Rand Paul Blocks 9/11 Victims Fund
“I am deeply disappointed that my colleague has just objected to the desperately needed and urgent bill for our 9/11 first responders.”
Sen. Kristen Gillibrand asked the senate for unanimous consent to reauthorize the 9/11 Victim Compensation on Wednesday, but was blocked by libertarian Sen. Rand Paul of Kentucky, who cited concern over the growing deficit.
“It has long been my feeling that we need to address our massive debt in the country,” he said. “We have a $22 trillion debt. We’re adding debt at about $1 trillion a year. Therefore, any new spending that we are approaching, any new program that is going to have the longevity of 70 or 80 years should be offset by cutting spending that is less valuable. We should at least be having this debate.”

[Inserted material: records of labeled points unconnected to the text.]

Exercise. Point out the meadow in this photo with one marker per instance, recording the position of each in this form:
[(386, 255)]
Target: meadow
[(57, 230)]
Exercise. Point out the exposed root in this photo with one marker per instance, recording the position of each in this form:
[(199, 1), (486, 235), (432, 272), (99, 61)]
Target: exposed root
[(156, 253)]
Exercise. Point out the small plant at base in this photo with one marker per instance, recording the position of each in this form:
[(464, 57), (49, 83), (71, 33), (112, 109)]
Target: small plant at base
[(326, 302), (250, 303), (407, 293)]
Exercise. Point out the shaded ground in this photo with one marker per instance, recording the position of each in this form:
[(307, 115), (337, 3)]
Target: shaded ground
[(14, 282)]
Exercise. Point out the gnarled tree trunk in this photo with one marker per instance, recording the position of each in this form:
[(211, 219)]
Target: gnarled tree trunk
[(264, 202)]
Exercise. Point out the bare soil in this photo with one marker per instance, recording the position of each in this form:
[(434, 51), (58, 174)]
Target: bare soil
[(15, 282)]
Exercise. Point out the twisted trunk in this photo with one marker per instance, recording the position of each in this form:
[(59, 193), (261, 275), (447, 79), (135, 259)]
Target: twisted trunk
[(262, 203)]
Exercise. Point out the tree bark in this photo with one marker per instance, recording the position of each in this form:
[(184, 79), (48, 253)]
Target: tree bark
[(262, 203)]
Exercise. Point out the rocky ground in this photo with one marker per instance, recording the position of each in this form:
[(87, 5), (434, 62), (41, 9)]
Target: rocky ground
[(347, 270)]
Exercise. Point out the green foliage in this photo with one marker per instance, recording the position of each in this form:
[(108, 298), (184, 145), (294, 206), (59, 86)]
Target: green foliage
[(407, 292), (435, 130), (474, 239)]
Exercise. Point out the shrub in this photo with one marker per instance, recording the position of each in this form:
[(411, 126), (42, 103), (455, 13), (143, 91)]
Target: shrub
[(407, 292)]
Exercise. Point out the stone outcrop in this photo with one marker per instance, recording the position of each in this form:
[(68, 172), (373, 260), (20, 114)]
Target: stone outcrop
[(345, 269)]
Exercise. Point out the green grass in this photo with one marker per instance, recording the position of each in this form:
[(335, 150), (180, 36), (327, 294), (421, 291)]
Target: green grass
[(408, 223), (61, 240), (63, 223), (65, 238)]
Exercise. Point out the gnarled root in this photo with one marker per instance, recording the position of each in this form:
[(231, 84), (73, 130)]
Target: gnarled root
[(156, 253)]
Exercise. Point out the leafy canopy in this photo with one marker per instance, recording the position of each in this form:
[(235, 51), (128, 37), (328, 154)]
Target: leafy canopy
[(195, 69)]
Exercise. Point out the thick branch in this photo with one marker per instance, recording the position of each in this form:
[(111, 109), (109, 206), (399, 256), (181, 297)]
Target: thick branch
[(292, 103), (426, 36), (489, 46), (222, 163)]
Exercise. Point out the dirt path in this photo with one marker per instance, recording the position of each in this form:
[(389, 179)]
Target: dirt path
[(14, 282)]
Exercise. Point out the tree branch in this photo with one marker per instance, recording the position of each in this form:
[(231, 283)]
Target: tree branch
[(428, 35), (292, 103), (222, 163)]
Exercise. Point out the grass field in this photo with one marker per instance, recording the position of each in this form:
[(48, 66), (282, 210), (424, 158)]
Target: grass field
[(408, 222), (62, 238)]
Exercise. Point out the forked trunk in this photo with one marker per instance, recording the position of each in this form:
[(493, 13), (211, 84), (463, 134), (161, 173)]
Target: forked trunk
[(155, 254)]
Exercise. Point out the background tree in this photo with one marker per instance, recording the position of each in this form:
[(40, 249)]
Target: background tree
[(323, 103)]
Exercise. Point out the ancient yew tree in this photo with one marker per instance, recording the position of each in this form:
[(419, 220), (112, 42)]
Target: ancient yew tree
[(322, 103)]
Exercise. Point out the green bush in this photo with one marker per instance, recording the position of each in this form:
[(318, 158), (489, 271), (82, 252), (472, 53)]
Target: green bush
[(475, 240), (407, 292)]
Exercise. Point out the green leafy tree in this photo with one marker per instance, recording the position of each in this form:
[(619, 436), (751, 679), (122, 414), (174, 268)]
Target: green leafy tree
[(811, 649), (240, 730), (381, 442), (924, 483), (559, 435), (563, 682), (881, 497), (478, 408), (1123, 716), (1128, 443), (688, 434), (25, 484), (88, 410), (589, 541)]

Critics were quick to point to Rand’s support for the 2017 Trump tax cuts, which slashed the corporate tax rate from 35% to 21%, as evidence of the senator’s inconsistent stance on the deficit. Proponents of the cuts argued they would stimulate the economy enough to compensate for loss in federal tax revenue, but they have so far failed to deliver. The Congressional Budget Office estimates the cuts will add more than $1 trillion to the deficit over a decade.

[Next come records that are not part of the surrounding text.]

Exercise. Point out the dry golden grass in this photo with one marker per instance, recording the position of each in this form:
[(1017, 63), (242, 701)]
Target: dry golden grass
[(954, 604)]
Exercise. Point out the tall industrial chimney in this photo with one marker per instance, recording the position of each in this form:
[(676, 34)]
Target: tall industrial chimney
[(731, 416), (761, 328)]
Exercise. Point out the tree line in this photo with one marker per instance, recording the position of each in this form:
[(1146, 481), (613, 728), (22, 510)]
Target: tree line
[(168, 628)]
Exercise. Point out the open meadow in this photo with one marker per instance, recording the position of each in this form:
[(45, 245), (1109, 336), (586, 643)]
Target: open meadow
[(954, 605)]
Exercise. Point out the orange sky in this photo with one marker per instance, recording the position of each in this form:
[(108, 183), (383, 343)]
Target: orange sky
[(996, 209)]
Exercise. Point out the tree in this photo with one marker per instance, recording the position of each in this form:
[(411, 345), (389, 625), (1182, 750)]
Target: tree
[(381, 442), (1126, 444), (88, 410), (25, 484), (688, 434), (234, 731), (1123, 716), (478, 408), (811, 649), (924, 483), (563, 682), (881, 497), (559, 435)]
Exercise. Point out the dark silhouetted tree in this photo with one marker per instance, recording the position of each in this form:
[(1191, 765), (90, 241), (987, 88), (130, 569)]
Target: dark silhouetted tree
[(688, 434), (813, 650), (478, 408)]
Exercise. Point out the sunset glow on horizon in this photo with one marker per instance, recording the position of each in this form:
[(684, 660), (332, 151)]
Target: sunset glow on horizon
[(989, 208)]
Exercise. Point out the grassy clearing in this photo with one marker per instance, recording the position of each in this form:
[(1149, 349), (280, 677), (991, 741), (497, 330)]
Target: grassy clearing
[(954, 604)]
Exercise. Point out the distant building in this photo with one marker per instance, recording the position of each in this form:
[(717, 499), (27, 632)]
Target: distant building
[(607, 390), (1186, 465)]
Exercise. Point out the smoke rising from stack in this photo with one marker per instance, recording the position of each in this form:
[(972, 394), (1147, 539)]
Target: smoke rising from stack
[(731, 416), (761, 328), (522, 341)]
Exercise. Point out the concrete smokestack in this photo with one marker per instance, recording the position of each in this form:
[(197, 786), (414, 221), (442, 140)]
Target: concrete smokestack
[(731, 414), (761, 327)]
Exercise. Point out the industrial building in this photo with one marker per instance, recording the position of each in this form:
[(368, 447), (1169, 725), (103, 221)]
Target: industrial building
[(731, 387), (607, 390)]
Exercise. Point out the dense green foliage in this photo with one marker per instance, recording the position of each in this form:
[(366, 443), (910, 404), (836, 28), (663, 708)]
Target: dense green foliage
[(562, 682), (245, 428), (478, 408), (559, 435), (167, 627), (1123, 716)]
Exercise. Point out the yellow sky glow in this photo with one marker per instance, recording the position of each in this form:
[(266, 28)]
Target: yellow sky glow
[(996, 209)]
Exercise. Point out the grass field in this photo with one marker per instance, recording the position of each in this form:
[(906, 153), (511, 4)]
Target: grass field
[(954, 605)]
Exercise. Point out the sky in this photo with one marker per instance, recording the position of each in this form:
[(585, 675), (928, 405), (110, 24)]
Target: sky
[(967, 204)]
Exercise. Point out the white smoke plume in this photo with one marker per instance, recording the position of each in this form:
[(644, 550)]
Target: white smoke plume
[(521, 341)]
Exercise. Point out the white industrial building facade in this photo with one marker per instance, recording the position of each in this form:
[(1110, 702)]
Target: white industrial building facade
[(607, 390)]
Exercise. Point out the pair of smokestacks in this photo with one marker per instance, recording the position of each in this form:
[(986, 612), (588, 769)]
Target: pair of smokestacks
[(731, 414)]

The House passed its version of the reauthorization bill last week in a 402-12 vote. Despite Paul’s objections, the Senate is expected to vote on the bill and pass a version before summer recess begins on August 2nd.
“I would say to my friend from Kentucky, throughout the history of American, when our young men and women and older men and women volunteered in the armed services and risked their lives for our freedom, we came back and gave them health care,” said Sen. Chuck Schumer. “Why are these people any different?”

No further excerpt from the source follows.